By default, unexpand converts only initial blanks (those that precede all non-blank characters) on each line. It preserves backspace characters in the output; they decrement the column count for tab calculations. By default, tabs are set at every 8th column.

The program accepts the following options. Also see Common options.

-t tab1[,tab2]…
--tabs=tab1[,tab2]…

If only one tab stop is given, set the tabs tab1 columns apart instead of the default 8. Otherwise, set the tabs at columns tab1, tab2, … (numbered from 0), and leave blanks beyond the tab stops given unchanged. Tab stops can be separated by blanks as well as by commas.

As a GNU extension the last tab specified can be prefixed with a ‘/’ to indicate a tab size to use for remaining positions. For example, --tabs=2,4,/8 will set tab stops at position 2 and 4, and every multiple of 8 after that.

Also the last tab specified can be prefixed with a ‘+’ to indicate a tab size to use for remaining positions, offset from the final explicitly specified tab stop.
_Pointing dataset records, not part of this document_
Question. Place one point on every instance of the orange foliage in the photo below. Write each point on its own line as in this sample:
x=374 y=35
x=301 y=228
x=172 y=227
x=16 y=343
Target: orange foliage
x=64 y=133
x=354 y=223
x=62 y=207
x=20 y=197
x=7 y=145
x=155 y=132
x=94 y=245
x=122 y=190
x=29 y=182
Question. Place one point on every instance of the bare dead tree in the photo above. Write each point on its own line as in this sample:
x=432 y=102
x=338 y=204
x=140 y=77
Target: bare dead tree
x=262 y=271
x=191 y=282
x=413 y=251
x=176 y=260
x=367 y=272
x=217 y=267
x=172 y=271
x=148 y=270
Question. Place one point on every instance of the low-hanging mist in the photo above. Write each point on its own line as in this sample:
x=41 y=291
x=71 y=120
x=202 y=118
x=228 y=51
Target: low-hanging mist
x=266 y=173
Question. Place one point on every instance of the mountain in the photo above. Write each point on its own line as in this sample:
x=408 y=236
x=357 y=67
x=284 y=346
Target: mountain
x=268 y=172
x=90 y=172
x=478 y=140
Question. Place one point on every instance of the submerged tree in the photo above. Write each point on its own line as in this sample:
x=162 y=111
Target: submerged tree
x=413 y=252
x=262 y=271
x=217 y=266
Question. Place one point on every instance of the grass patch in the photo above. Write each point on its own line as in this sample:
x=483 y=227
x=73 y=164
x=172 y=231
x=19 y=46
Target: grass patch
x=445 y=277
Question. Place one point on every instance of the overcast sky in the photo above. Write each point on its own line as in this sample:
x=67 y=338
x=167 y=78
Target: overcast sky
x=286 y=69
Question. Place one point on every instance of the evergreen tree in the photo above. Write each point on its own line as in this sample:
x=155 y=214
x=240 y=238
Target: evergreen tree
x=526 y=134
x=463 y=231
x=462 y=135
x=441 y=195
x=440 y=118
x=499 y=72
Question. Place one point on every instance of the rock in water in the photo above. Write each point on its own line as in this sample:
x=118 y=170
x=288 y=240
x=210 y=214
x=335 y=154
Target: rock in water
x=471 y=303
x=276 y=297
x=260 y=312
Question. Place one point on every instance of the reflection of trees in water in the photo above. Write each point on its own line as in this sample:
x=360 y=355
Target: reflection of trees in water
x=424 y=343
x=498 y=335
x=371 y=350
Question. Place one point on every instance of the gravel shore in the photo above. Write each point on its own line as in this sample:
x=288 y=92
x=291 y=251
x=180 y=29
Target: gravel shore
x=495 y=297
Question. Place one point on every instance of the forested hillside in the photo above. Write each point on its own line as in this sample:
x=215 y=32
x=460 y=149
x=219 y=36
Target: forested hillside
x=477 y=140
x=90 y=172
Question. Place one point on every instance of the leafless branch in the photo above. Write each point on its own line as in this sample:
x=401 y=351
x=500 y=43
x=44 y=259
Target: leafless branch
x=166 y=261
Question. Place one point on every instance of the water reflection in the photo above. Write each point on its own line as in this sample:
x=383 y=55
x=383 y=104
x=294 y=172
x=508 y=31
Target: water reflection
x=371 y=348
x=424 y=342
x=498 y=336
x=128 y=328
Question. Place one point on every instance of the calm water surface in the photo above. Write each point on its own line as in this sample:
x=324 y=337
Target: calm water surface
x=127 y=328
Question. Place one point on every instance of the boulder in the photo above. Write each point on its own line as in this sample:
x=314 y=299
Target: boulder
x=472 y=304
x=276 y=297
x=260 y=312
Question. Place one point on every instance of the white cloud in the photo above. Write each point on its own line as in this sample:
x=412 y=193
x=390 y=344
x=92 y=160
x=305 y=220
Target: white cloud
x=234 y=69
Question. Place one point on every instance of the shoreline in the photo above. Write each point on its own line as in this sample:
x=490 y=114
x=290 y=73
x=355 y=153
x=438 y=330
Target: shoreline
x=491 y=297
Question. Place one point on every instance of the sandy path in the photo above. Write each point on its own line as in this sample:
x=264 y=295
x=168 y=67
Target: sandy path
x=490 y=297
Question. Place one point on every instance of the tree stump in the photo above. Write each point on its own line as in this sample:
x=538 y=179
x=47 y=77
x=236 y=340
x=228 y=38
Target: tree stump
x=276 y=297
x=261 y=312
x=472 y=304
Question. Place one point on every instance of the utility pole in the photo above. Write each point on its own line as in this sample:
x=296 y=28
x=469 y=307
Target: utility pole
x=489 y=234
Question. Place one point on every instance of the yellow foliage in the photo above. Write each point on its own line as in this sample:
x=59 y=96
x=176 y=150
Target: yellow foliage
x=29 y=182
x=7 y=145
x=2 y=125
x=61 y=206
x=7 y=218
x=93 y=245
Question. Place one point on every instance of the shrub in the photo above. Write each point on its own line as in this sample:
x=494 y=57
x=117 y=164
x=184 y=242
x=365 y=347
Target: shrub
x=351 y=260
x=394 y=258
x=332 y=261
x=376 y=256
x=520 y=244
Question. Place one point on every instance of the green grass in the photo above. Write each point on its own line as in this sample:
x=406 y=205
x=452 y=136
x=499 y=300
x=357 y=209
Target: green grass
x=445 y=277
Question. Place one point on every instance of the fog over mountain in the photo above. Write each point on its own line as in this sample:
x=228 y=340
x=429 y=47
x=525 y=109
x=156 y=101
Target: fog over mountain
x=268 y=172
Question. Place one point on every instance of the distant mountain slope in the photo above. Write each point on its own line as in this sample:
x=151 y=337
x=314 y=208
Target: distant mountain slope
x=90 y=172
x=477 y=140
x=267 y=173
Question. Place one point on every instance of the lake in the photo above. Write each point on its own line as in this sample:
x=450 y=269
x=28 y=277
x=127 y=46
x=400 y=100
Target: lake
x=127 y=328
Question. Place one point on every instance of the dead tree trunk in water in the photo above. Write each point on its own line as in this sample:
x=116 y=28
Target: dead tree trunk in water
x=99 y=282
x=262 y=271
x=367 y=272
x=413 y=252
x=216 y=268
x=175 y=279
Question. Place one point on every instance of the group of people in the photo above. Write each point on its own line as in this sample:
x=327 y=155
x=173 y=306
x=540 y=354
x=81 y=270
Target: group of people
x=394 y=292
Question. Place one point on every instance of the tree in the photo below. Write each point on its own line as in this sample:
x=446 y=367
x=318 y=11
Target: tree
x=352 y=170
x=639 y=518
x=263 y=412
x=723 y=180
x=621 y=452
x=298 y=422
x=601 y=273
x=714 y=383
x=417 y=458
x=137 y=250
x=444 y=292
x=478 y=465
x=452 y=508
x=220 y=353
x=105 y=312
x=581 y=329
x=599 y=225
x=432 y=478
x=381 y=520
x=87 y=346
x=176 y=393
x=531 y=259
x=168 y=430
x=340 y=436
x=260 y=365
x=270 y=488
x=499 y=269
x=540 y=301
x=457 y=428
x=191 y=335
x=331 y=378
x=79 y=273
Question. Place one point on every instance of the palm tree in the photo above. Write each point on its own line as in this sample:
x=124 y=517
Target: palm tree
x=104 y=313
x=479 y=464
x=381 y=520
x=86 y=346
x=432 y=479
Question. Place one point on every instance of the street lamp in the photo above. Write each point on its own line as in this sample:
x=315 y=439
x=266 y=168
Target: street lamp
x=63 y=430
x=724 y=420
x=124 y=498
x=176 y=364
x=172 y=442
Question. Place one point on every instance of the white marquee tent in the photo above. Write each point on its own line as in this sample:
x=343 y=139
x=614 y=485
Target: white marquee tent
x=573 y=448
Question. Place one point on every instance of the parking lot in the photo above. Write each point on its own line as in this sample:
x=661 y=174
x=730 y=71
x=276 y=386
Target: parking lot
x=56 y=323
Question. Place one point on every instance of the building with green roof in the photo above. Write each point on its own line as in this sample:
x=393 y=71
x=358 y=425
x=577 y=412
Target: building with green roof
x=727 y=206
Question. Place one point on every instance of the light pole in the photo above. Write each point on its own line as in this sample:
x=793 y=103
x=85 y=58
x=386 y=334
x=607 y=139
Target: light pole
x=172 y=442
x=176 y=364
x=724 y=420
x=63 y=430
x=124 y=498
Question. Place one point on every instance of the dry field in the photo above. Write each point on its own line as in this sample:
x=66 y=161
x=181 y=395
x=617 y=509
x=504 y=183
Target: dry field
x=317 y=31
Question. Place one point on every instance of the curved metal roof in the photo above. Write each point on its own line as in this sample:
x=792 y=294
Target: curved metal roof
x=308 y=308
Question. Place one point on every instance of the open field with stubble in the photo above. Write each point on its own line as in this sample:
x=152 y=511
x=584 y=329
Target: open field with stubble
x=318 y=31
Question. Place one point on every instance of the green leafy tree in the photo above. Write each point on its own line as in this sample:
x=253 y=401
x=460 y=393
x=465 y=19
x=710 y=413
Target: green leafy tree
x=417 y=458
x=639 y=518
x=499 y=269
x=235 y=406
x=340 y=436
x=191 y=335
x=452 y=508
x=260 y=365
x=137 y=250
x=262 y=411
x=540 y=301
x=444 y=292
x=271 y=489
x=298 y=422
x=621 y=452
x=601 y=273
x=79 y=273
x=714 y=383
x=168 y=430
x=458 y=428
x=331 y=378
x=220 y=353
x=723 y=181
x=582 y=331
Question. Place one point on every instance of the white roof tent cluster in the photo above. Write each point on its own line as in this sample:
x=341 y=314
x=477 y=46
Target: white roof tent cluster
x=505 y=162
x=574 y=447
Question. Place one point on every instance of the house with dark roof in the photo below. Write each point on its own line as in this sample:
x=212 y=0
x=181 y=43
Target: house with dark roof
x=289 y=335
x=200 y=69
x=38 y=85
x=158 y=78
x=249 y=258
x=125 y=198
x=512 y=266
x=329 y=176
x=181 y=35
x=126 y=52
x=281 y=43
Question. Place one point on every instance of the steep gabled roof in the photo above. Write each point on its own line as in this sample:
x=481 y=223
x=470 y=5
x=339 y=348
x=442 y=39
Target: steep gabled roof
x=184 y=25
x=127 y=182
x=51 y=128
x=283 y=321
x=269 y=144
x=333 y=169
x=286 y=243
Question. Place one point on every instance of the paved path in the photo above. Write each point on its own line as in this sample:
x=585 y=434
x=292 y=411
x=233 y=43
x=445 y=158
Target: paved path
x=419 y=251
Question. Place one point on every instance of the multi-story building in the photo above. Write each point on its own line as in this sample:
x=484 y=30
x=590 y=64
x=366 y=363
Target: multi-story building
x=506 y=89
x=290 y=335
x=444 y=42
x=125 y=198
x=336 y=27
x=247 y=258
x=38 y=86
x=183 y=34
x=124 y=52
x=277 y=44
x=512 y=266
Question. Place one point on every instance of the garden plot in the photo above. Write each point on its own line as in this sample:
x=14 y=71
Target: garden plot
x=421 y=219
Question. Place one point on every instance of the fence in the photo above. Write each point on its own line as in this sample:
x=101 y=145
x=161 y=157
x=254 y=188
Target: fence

For example, to ignore the 1 character gutter present in diff output, one can specify a 1 character offset using --tabs=1,+8, which will set tab stops at positions 1,9,17,…

This option implies the -a option.

For compatibility, GNU unexpand supports the obsolete option syntax, -tab1[,tab2]…, where tab stops must be separated by commas. (Unlike -t, this obsolete option does not imply -a.) New scripts should use --first-only -t tab1[,tab2]… instead.

-a
--all

Also convert all sequences of two or more blanks just before a tab stop, even if they occur after non-blank characters in a line.

An exit status of zero indicates success, and a nonzero value indicates failure.